# have your cake and eat it



## baclanova

Terve!

Is there a Finnish version of the proverb: _You can't have your cake and eat it_? 

Kiitos!


----------



## Gavril

According to the WSOY dictionary, _to have one's cake and eat it _can be translated _poimia pullasta rusinat, _literally "to pick the raisins out of the bun".

However, this is not exactly the same as saying "You can't have your cake and eat it"; I'm not sure how that meaning would normally be translated.


----------



## baclanova

Kiitos! I guess it's a bit different, but still has the same gist: to only take the good parts out of a situation.


----------



## Gavril

Gavril said:


> However, this is not exactly the same as saying "You can't have your cake and eat it"; I'm not sure how that meaning would normally be translated.

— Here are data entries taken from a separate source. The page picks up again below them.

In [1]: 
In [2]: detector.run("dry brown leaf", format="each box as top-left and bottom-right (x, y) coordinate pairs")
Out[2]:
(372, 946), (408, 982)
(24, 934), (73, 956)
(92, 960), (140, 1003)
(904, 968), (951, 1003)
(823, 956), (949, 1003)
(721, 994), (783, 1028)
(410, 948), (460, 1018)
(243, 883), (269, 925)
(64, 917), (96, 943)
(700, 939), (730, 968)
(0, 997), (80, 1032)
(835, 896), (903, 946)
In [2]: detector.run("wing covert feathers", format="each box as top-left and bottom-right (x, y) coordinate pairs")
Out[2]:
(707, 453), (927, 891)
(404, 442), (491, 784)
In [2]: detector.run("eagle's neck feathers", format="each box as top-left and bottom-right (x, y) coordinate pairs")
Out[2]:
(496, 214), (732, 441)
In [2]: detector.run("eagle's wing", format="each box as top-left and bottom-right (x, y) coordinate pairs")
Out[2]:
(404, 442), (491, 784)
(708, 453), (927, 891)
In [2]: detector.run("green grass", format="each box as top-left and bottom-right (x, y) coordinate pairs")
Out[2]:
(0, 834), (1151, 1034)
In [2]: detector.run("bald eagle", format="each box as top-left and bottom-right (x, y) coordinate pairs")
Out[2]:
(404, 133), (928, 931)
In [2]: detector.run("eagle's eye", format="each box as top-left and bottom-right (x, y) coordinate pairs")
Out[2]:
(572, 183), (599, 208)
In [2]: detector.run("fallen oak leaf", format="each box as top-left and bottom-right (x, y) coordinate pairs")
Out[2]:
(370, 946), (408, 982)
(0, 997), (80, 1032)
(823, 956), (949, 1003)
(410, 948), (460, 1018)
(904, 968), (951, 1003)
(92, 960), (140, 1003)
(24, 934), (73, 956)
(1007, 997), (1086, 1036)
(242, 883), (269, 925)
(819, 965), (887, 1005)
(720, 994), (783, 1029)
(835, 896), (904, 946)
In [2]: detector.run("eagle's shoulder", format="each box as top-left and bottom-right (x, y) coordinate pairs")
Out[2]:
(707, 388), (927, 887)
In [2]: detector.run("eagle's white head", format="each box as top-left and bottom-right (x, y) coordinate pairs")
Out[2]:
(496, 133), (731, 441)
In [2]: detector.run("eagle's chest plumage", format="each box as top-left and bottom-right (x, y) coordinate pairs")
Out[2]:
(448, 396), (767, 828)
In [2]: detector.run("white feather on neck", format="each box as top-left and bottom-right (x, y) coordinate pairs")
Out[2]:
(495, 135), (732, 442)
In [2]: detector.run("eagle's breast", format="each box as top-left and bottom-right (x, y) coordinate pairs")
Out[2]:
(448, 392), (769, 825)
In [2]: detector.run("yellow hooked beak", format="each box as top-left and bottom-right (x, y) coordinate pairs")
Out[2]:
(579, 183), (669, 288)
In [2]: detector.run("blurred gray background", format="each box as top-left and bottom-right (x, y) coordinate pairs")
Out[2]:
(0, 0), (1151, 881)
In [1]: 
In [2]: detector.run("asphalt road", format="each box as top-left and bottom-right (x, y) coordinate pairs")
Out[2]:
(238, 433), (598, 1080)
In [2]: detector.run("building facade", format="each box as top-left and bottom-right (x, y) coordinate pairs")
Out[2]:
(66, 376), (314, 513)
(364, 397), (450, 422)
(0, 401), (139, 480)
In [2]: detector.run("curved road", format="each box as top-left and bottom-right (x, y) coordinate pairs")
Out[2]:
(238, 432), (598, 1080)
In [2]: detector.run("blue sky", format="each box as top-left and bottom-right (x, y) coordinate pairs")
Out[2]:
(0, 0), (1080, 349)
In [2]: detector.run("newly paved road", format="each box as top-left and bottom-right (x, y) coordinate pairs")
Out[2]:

To clarify, I'm not sure whether _Ei voi poimia pullasta rusinoita_ would correspond to "You can't have your cake and eat it" -- can a Finnish speaker confirm this?

(The point of the English phrase is that it's impossible to still have your cake after you've eaten it, whereas _poimia pullasta rusinoita _doesn't seem like an impossible action at all -- hence my doubts about the negative form of the phrase.)


----------



## Spongiformi

Gavril said:


> To clarify, I'm not sure whether _Ei voi poimia pullasta rusinoita_ would correspond to "You can't have your cake and eat it" -- can a Finnish speaker confirm this?



I have to confess I'd never even heard of that English saying. But it's obvious the "_rusinat_" one doesn't correspond. It's used to either describe a situation where it's impossible to only choose the good parts, avoiding the bad ones (_ei voi poimia rusinoita pullasta_) or a situation where somebody does only choose the best things out of something (_poimia rusinat pullasta_).

"Tässä firmassa ei voi poimia rusinoita pullasta. Kaikki tekevät vuorollaan likaisimmatkin työt."
"Kyösti saapuu aina alennusmyynteihin aikaisin aamulla poimiakseen rusinat pullasta."


----------



## Detka

baclanova said:


> Is there a Finnish version of the proverb: _You can't have your cake and eat it_?



Kakkua ei voi syödä ja säästää.
Kakkua ei voi sekä säästää että syödä.

http://goo.gl/FCD7et


----------